Discrete distributions
First, we look at circumstances where the possible outcomes can be written as a list, each outcome having its own probability. The phrase discrete distribution applies here.
The most straightforward case is when we can count the number of outcomes, and agree that they should all be taken as equally likely. The term uniform distribution is used, as the total probability is spread uniformly over the outcomes. Many experiments are expected to fit this bill – roulette, dice, hands of cards, selecting the winning numbers in a lottery, etc. Accurate counting generates the appropriate answer.
Recall the term ‘Bernoulli trials’ to mean a sequence of independent experiments with a constant probability of Success each time. With a fixed number of Bernoulli trials, there is a simple formula, called the binomial distribution , that gives the respective probabilities of exactly 0, 1, 2, . . . Successes. This formula depends only on the number of trials, and the Success probability. As you run through the outcomes in order, their probabilities initially increase up to a maximum value, then fall away towards zero. (Poisson distributions also follow this pattern.)
We expect a binomial distribution for the number of Sixes among twenty throws of a die; or the number of correct answers when a student guesses randomly among five choices at each of thirty questions on a multiple choice exam. But we do not expect it when asking how many Clubs a bridge player has among his thirteen cards: although each separate card has probability one quarter of being a Club, successive cards are not independent, as the chance of a Club on the next card is affected by all previous outcomes.
Always read the small print. A binomial distribution requires three conditions: a fixed number of trials, each independent of the rest, and with a constant chance of Success.
In a sequence of Bernoulli trials, what is the chance it takes exactly five goes to achieve the first Success? The only way this happens is to begin with four Fails, then have a Success; and since all trials are independent, the answer comes from multiplying the respective probabilities of these outcomes together, giving a pleasingly simple expression, the so-called geometric distribution .
The probabilities of taking exactly 1, 2, 3, . . . trials for the first Success decrease steadily. Each time, the next probability comes from multiplying the present value by the chance of one more Fail, some fixed value less than unity. Thus, whatever the chance of Success, the single most likely number of trials to achieve the first Success is always unity!

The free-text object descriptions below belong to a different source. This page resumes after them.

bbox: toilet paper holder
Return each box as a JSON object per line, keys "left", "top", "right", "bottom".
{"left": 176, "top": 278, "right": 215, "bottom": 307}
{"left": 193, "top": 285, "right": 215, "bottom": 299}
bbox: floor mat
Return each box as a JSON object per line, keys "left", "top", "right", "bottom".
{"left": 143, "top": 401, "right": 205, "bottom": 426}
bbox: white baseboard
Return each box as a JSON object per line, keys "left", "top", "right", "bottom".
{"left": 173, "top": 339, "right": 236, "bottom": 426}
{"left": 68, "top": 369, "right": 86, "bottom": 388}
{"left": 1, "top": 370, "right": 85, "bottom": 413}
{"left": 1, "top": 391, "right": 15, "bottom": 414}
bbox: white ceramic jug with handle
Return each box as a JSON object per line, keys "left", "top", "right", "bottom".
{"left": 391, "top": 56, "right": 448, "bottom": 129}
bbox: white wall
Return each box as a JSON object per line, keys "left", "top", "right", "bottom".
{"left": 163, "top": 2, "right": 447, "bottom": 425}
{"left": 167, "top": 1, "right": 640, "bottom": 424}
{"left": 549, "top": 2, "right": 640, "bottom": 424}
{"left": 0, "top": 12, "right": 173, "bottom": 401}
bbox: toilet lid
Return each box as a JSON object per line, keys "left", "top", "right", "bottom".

Make a leap of faith, and suppose that, in cricket, successive balls form Bernoulli trials. A bowler, who interprets ‘Success’ as meaning that he takes a wicket, can think optimistically: when he comes in to bowl, the single most likely time he will take his next wicket is with the next delivery. Conversely, a batsman who takes a similar view must fatalistically accept that the most likely duration of his innings is that he faces just one ball. (Even for the best batsmen, records confirm that their single most likely total score is usually zero!)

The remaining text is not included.